Imagina que recibes estas notificaciones, una tras otra, con segundos de diferencia:
📲 «Amor…» (Atención: ¿qué pasó?)
📲 «Tengo que contarte algo del trabajo» (Ansiedad: ¿problemas?)
📲 «No me darán el aumento ofrecido» (Decepción: ¡adiós, planes!)
📲 «De 500, ahora me ofrecen 1000» (Alegría: ¡Oh, qué bueno!)
📲 «A condición de que trabaje presencial» (Expectativa: ¿quién cuidaría a los perros y organizaría la casa)
📲 «Contrataríamos a una asistente» (Cierto alivio: ¡hay solución!)
📲 «Pero, cobra 1000 al mes» (Desilusión: ¡Quedaríamos en cero!)
📲 «¿Qué opinas?» (Frustración total: perdemos tiempo y traslado)
Estoy segura de que te ha pasado más de una vez. Esta forma de «comunicación» se está extendiendo entre todas las generaciones. Al usar el «Enter» como si fuera una coma, se rompe la cohesión textual. El receptor se ve forzado a transitar por diversos estados de ánimo en treinta segundos y un simple mensaje se convierte en una montaña rusa emocional.

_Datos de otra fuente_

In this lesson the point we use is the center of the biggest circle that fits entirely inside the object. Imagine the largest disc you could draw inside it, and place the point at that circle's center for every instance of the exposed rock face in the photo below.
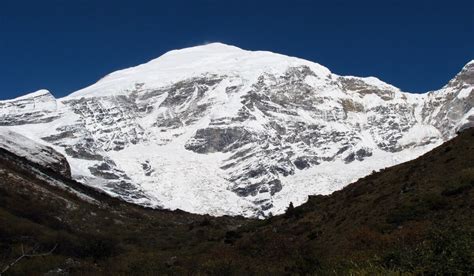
(219, 130)
(35, 152)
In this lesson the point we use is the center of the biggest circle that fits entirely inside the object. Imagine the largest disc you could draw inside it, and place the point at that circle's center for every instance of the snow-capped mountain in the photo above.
(224, 131)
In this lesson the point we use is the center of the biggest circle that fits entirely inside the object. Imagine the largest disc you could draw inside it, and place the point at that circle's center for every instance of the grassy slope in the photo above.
(414, 217)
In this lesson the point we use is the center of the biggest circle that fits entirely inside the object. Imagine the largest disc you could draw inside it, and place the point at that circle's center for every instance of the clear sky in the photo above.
(65, 45)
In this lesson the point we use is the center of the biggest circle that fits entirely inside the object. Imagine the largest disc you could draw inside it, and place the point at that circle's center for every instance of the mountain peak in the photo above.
(209, 59)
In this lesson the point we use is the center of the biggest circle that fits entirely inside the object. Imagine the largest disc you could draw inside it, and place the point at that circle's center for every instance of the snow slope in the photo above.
(218, 130)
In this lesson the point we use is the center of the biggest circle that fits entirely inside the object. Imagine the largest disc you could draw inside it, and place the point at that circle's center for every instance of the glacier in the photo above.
(219, 130)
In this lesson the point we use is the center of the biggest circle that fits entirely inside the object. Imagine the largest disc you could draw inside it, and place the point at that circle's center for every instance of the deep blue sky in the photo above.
(65, 45)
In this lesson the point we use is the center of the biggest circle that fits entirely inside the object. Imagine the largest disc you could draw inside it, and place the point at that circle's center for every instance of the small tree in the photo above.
(27, 254)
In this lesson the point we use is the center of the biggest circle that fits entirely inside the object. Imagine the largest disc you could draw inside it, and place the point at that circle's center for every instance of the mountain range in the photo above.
(218, 130)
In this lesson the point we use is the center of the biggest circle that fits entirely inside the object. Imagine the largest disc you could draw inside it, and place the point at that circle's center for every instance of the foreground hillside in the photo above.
(415, 217)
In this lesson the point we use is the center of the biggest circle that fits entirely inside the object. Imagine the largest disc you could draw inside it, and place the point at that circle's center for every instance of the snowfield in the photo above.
(218, 130)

Escribir línea por línea es un reflejo de la vorágine actual, pero esa prisa nos desconecta de la realidad del otro. Poner atención a lo que escribimos —y a cómo lo escribimos— es un acto de respeto y de empatía.
La cohesión y la claridad son un regalo para quien recibe el mensaje. Hagamos el esfuerzo de redactar ideas completas antes de presionar ese «Enter» compulsivo. Recuerda que al otro lado hay alguien sintiendo tus pausas.